From here, the glass gradually passes into a shallow trough extending outside the furnace. A revolving pot continually turns the cooling substance back into the furnace, keeping the material at a uniform temperature.
Now begins the actual manufacture of bottles. To describe the bottle-making machine would be nearly impossible. There are over 10,000 separate parts! The machine itself works almost with human intelligence. It is careful and gentle —handling delicate, half-cooled bottles so easily they aren’t even jarred—yet with strength enough to toss fifteen elephants around by their tails!
There are fifteen arms to each machine, and each arm contains a “thimble,” a blank mold, a finishing mold and a bottom plate. The blank mold stoops and sucks the molten glass into its steel mouth, just enough to fill it A “cut-off” whips by and slices the dangling, whispy slug free.

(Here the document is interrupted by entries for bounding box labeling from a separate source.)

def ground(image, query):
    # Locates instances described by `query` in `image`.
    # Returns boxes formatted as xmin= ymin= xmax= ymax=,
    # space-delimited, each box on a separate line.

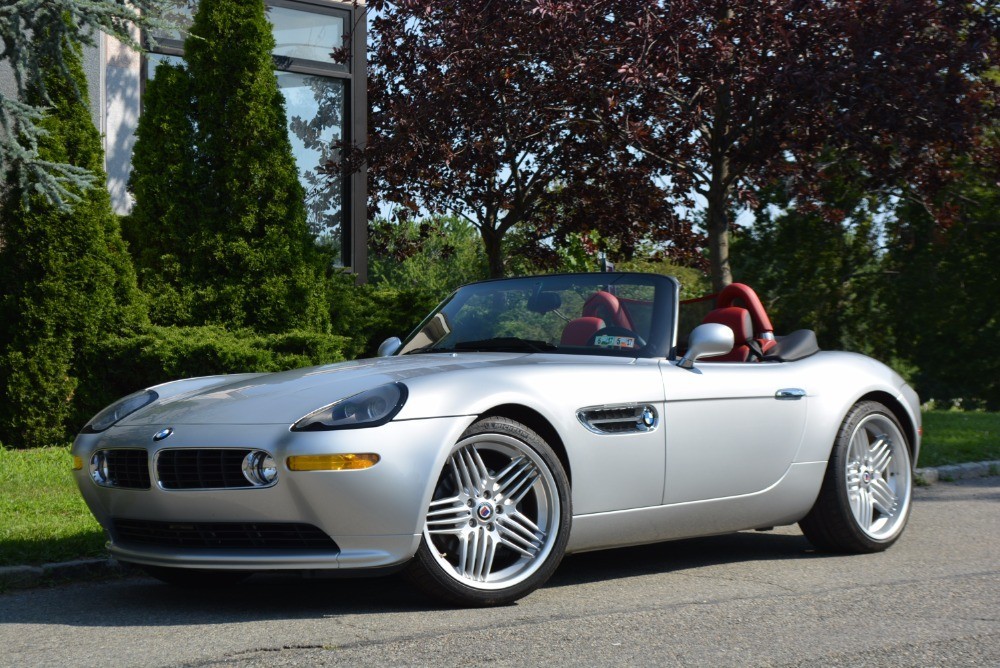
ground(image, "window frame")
xmin=139 ymin=0 xmax=368 ymax=283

Revolving a short distance, the blank mold opens, and the stick of soft glass, looking like a home-made candle, is held in place by the thimble. The finishing mold now rises, and like an open hand, closes around the plastic material. As it does, compressed air hisses through the thimble and inflates the glass, blowing it out against the sides of the finishing mold.
In one complete revolution of the “spider” machine, the bottle is made. A chute is waiting, and as the arms swing by, a knock-out arm grasps the containers in turn and delivers them, via a belt conveyor, to the next step, the tempering “lehr.”
Strange as it seems, all the heat the bottles have been through is not enough. Were they allowed to cool naturally the way they are, they would break at the slightest touch of a human hand! The “lehr” is a machine which literally bathes each bottle in a stream of fire. A row slides down, rests over the flames an instant, and is whisked into the maw of a long, tunnel-like affair.
In soldierly fashion, the bottles now march slowly through the long length of the lehr, experiencing throughout varying degrees of heat. Finally, they emerge from the opposite end in a cool, bright room, where neatly uniformed girls lift them from the conveyor, inspect them, and pack them into corrugated cartons.
As you watch the thousands upon thousands of bottles parading from the finishing end of the many lehrs (there are thirty machines in this particular plant) you are forced to smile at your first idea of bottle-making. It would certainly take a lot of lung-power to blow up all of these bottles, as the old-timers did, once upon a time!